Vi siete mai chiesti come guadagnano i videogiochi? Una delle loro principali fonti di reddito è rappresentata dalle “loot box”: si tratta di scatole a premio che possono essere acquistate tramite pagamento o ricevute gratuitamente con i punti ottenuti durante il gioco, ma di cui il giocatore non conosce il contenuto. Avviene quindi una selezione casuale, detta “loot”, di oggetti virtuali che possono essere strumenti utilizzabili in-game (per migliorare l’esperienza di gioco) o elementi puramente estetici (ad esempio, per il miglioramento del proprio avatar).
Proprio questa “selezione casuale” ha fatto emergere numerose critiche nei confronti dell’uso delle loot box a pagamento nei videogiochi, che sono state associate al gioco d’azzardo.

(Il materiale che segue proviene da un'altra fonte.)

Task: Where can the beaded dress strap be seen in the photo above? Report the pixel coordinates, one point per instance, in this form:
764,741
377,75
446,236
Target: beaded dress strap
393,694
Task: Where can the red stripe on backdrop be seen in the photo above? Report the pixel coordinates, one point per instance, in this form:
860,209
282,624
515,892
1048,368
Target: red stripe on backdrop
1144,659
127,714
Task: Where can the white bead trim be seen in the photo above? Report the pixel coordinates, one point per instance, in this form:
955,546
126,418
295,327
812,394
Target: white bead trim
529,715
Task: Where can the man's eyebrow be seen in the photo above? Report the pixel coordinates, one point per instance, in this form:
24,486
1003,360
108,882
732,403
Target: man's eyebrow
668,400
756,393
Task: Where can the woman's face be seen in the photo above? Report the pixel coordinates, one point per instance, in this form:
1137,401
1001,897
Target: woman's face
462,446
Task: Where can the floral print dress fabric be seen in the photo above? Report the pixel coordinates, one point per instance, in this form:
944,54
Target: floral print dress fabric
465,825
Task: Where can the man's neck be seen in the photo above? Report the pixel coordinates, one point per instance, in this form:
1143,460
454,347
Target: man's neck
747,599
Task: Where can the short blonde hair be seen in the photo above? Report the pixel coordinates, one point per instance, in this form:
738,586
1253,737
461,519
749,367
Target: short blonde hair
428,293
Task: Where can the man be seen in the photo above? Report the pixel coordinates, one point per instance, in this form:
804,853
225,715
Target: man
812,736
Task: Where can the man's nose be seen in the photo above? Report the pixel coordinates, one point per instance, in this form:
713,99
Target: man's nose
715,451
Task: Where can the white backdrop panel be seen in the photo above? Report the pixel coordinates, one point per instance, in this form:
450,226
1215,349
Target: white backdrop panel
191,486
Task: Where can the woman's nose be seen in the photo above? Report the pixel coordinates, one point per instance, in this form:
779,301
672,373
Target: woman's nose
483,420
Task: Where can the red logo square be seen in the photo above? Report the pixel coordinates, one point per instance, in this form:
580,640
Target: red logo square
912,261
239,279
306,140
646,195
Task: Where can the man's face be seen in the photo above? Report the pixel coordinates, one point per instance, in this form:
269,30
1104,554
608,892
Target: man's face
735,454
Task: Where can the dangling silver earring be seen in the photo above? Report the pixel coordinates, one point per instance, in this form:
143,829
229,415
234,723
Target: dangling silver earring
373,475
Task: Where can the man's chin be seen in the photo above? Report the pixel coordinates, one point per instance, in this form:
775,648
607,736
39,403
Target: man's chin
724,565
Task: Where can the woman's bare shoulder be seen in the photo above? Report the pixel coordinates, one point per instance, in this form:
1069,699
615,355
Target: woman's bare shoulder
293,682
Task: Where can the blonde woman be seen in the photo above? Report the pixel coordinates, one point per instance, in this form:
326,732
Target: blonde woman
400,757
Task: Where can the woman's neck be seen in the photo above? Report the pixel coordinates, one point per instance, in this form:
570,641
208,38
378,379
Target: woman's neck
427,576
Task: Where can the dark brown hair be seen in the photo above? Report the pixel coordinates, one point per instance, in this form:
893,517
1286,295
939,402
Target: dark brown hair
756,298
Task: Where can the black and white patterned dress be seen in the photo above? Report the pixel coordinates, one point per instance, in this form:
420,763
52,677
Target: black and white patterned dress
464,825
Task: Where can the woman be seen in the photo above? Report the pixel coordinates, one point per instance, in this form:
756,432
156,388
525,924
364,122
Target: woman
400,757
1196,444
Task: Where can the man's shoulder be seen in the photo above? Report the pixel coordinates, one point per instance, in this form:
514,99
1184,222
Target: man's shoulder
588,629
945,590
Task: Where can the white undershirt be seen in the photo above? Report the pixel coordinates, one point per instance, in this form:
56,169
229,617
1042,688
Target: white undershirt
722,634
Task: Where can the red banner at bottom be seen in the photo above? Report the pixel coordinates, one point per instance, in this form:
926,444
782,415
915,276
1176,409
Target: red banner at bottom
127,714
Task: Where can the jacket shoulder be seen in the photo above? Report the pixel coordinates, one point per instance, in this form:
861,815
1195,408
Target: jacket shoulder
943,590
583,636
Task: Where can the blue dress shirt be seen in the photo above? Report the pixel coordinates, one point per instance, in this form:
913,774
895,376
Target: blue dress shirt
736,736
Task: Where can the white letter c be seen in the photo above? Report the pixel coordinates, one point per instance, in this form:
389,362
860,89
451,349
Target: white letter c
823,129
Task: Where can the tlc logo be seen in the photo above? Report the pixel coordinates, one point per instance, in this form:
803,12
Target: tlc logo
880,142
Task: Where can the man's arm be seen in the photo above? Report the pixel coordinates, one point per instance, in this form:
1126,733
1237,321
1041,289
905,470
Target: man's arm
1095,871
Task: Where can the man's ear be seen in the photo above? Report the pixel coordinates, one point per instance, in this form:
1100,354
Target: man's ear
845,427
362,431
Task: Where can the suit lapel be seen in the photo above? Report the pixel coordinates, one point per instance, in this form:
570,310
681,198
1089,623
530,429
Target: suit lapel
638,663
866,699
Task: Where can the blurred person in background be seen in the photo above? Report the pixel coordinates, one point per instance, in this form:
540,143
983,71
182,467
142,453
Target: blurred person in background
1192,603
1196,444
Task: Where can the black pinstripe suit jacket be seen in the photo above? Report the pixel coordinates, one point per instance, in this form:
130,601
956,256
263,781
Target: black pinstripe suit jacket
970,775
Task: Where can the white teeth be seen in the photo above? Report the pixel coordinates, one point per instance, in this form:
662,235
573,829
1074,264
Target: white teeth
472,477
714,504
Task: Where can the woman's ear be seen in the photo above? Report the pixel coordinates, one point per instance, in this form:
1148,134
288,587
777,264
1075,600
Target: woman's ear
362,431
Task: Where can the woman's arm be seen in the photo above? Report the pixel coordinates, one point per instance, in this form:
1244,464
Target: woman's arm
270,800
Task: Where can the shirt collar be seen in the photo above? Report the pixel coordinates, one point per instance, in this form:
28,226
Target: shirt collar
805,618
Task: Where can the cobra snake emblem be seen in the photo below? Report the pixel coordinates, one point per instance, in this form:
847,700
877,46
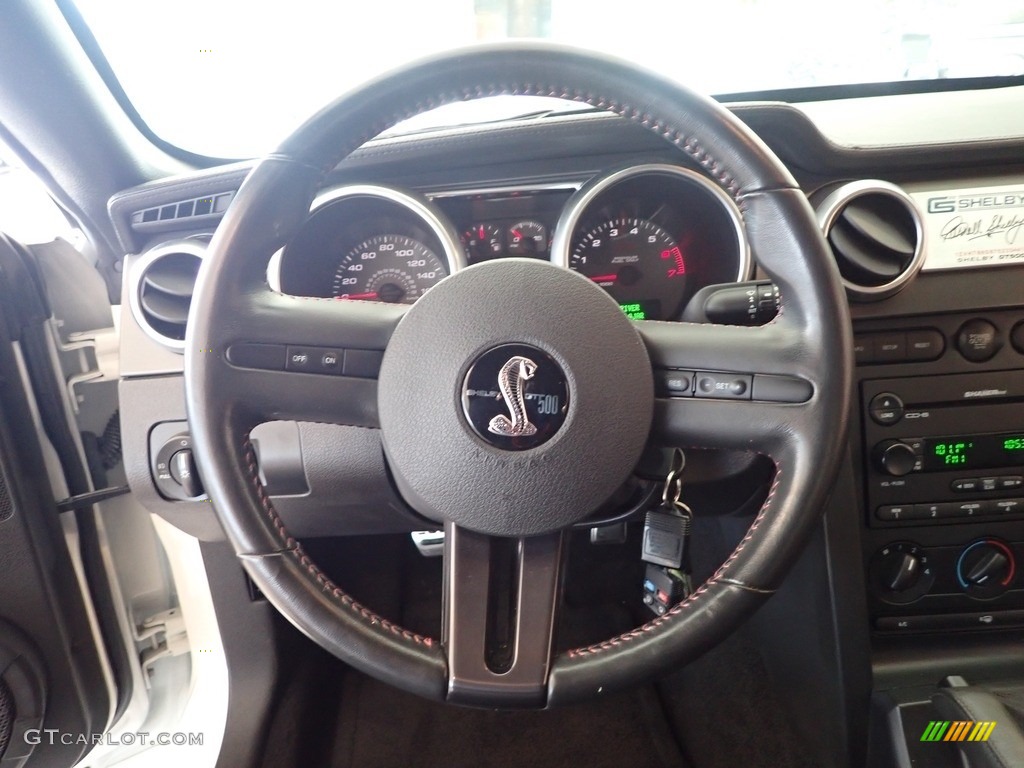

Il giocatore paga per qualcosa che non conosce e, di conseguenza, c’è il rischio che ciò che compra non gli serva e quindi potrebbe essere spinto a fare ulteriori acquisti per ottenere ciò che desidera. Si tratta, inoltre, di pagamenti esigui che non fanno percepire quanto si sta spendendo, ma che a lungo andare portano all’esborso di cifre consistenti.
Gli utenti che giocano a pagamento si dividono in tre diverse categorie: plancton, persone che spendono 1-2 dollari al mese; delfini, che spendono sui 5-20 dollari al mese e balene, che possono arrivare a centinaia o migliaia di dollari investiti al mese su un singolo videogioco. L’interrogativo è: chi sono queste balene? Imprenditori? Padri di famiglia? Minori?
Ma se si tratta di giochi d’azzardo, come vengono tutelati i giocatori minorenni? Questo tema ha scatenato diverse polemiche; la maggior parte di questi videogiochi contenenti loot box sono infatti giochi free-to-play, maggiormente scaricati dai giovanissimi. È quindi necessario attivare una salvaguardia verso questa fascia di utenti e molti paesi si stanno già muovendo in questa direzione.
Non sono pochi i genitori che hanno fatto causa a questo tipo di giochi per il loro carattere illusorio. Una delle più note aziende di gaming, Blizzard, ha ricevuto molteplici accuse riguardanti il videogioco Hearthstone, descritto come ingannevole soprattutto per i giovani. Si tratta di un gioco free-to-play di carte collezionabili, dedicato al mondo di Warcraft. L’accusa contro l’azienda è centrata sul fatto che quest’ultima non preveda tutele come il risarcimento o il parental control dietro i pagamenti effettuati dai minori, non consapevoli delle probabilità di vincita dei loro acquisti. Infatti, mentre gli adulti prendono le decisioni di acquisto in modo cosciente, un bambino non ha la percezione di come sta usando i propri soldi.
Purtroppo, i videogiochi che sfruttano questo modello di business sono sempre di più, proprio per la loro redditività alta. È quindi doveroso, da parte degli sviluppatori, prevedere sistemi di protezione per i minori, che occupano la percentuale più elevata di utenti che prendono parte a questo tipo di videogiochi.